A few months passed, and the shop owners had not been able to locate the pink fabric. Couldn't the quilters find a different pink fabric that would do just as well? No, of course they couldn't! Further search efforts ensued. Finally, FINALLY, the shop owners located the last two bolts left on the face of the entire Earth, but one bolt was promised to another shop. The last remaining bolt could be theirs; that would have to do.
And this magical and highly rare fabric? Here, observe:
Designed by Verna Mosquera of the Vintage Spool for Free Spirit. Having heard the grumbles and rumbles of the gaggle of quilters for months and months, when three or four fat quarters turned up at the quilt designer's booth (Tracy Souza/Plumcute) at a quilt show, yours truly was finally able to purchase a fat quarter to waive before the eyes of the gaggle like a matador waives a red cape before the bull.

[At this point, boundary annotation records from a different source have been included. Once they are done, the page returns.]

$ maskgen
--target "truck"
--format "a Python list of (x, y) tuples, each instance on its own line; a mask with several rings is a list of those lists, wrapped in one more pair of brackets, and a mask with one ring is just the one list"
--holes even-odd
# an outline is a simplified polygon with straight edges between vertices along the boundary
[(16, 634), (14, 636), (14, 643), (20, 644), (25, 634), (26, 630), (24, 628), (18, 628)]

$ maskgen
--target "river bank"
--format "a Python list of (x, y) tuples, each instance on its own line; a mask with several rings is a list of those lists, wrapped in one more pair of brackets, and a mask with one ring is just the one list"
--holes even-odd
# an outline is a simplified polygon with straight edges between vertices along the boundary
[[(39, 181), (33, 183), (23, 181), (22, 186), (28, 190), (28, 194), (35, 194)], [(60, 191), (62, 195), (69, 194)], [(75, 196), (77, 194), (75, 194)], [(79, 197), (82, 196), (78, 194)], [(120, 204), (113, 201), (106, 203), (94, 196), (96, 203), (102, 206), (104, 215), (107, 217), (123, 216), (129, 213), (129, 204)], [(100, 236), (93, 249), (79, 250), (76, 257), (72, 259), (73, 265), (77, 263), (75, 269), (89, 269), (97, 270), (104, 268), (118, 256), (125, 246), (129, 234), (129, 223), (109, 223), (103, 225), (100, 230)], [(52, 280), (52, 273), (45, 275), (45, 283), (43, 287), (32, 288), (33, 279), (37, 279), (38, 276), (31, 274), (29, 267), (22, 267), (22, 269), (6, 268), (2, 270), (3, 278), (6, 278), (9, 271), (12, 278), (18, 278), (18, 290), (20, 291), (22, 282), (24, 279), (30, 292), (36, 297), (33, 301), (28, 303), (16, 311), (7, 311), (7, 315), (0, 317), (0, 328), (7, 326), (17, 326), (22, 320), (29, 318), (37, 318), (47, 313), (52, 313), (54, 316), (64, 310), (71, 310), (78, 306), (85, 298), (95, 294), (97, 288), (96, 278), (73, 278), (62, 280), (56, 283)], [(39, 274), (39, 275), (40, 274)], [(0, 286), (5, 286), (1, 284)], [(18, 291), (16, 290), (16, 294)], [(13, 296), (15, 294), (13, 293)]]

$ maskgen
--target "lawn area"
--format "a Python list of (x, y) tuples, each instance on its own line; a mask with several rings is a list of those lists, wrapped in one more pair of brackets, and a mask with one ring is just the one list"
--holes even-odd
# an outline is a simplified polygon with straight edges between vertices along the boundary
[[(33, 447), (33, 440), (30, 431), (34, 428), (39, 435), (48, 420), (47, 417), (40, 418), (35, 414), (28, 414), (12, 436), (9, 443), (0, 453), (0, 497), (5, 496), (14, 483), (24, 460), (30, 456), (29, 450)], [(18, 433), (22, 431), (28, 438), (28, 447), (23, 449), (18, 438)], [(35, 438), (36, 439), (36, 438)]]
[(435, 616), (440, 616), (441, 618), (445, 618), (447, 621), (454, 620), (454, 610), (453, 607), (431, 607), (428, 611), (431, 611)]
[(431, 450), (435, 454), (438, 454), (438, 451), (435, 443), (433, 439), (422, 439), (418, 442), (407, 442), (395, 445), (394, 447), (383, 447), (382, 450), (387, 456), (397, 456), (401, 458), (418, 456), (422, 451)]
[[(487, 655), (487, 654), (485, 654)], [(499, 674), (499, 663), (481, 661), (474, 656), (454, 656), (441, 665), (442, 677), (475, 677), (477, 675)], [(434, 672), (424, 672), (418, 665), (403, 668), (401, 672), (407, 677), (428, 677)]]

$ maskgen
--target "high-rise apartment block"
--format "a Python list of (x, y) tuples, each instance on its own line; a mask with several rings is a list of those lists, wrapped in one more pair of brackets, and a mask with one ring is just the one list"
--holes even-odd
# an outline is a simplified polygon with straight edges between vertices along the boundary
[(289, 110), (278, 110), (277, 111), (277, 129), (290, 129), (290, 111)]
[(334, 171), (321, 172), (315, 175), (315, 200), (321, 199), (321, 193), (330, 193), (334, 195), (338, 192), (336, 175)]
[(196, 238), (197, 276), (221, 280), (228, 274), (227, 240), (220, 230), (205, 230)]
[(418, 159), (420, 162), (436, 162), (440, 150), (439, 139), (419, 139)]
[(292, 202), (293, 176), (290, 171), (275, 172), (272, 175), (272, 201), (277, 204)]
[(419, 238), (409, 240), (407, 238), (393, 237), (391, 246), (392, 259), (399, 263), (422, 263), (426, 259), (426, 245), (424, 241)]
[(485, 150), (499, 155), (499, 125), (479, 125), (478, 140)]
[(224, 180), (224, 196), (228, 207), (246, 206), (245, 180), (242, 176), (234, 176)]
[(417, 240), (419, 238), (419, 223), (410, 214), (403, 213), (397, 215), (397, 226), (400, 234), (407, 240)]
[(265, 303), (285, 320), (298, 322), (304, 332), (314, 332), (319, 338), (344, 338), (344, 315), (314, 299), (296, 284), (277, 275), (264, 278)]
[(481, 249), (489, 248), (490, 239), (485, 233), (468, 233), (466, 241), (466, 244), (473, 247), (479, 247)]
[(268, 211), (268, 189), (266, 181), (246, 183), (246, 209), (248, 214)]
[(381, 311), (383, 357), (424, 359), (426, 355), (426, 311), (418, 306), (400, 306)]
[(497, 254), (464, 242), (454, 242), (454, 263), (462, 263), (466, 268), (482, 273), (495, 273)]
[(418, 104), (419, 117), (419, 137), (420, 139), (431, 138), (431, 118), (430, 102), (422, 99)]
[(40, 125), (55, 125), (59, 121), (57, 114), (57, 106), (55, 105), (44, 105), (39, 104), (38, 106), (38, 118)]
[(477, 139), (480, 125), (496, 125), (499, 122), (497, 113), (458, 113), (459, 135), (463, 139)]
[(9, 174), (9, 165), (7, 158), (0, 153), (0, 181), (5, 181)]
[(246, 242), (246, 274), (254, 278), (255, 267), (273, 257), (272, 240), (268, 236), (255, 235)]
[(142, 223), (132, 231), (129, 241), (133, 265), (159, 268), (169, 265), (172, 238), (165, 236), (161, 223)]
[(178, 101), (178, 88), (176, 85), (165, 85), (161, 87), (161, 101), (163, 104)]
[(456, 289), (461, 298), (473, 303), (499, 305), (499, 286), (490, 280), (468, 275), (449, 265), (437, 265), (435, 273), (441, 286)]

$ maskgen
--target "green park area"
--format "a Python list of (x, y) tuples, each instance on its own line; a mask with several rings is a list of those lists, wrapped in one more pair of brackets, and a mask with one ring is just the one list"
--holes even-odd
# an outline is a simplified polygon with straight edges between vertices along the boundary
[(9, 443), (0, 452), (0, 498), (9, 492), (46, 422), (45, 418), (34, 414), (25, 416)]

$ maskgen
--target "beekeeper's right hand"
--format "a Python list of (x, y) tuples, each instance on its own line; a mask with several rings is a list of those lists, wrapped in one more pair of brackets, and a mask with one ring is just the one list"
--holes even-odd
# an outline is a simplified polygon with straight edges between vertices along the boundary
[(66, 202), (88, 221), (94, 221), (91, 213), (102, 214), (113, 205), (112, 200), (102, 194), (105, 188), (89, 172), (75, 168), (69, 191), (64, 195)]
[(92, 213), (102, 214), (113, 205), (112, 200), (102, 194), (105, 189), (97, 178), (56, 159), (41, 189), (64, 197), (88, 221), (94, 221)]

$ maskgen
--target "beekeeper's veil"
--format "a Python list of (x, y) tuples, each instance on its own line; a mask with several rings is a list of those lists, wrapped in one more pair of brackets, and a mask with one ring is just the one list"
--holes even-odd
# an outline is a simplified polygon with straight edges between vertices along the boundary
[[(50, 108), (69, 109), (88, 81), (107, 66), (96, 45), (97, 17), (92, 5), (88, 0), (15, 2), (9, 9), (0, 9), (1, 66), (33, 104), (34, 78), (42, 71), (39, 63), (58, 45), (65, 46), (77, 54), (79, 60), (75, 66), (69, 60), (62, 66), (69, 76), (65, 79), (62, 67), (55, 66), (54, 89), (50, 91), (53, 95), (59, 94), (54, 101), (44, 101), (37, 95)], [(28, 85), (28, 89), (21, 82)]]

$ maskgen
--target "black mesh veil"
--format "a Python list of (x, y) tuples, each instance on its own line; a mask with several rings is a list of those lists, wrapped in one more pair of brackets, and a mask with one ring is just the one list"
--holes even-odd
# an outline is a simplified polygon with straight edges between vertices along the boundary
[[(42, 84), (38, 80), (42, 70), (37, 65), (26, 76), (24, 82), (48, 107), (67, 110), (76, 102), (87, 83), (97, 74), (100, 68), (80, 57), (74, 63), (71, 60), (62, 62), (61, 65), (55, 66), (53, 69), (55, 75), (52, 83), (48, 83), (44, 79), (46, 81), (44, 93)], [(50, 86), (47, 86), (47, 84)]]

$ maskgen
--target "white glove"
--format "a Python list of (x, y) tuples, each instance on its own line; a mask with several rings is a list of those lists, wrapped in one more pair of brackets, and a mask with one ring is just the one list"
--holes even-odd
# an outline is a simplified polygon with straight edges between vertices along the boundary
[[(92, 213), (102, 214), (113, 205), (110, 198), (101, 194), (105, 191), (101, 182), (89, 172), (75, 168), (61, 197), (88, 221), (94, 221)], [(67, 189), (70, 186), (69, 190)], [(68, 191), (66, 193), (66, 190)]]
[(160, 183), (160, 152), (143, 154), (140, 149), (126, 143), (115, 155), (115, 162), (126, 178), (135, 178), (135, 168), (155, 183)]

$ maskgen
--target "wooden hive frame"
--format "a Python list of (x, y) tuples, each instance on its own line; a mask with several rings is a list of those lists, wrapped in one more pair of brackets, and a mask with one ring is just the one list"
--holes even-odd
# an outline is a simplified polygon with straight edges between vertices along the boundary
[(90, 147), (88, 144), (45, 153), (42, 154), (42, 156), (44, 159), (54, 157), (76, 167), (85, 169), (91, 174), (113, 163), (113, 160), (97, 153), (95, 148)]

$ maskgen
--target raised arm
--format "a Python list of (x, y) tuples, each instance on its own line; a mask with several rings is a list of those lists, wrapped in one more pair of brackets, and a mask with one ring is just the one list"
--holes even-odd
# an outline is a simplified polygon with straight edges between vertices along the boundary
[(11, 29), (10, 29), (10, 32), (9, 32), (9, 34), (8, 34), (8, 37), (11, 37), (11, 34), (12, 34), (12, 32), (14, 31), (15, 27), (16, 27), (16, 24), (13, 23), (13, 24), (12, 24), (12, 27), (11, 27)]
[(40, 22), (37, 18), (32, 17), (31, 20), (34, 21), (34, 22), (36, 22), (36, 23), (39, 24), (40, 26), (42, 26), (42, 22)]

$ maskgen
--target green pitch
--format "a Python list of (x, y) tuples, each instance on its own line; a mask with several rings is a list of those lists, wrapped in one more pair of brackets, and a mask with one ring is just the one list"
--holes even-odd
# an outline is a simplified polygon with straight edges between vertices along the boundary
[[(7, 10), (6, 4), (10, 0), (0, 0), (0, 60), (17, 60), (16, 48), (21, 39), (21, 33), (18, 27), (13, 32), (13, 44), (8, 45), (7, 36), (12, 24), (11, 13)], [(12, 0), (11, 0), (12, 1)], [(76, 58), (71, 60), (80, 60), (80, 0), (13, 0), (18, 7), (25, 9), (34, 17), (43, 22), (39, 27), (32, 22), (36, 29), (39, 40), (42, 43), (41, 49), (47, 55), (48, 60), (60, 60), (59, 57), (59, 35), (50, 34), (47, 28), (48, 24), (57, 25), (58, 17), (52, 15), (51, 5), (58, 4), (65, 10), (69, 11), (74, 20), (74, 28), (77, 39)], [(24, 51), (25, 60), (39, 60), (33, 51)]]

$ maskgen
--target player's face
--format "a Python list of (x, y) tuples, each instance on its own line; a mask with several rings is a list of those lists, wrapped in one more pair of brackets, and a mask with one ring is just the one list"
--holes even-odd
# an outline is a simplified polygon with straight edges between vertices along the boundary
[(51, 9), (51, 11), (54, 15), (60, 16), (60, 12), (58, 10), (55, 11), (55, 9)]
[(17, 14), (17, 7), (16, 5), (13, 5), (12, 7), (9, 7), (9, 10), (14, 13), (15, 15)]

And why, you might wonder, had the gaggle been grumbling so greatly? Because the quilt shop owners had decided to hoard the last remaining bolt of precious pink fabric on the face of the Earth and only offer it for sale to quilters who signed up to take some distant, not-yet-scheduled, Christmas pinwheel quilt class which would one day be taught by the quilt's own designer--if the details could be worked out.
The class has now been scheduled for July, I believe. The class is full, the gaggle have their pretty pink fabric, and the shop owners have maximized their profits.
What do you think? Have you ever paid waaaay too much for a fabric you coveted? I know I've done that on eBay! Do you think the quilt shop owners thought too much about their immediate profit and less about gaining the loyalty of their customers, or do you think they were just doing what they're in business to do? Discuss.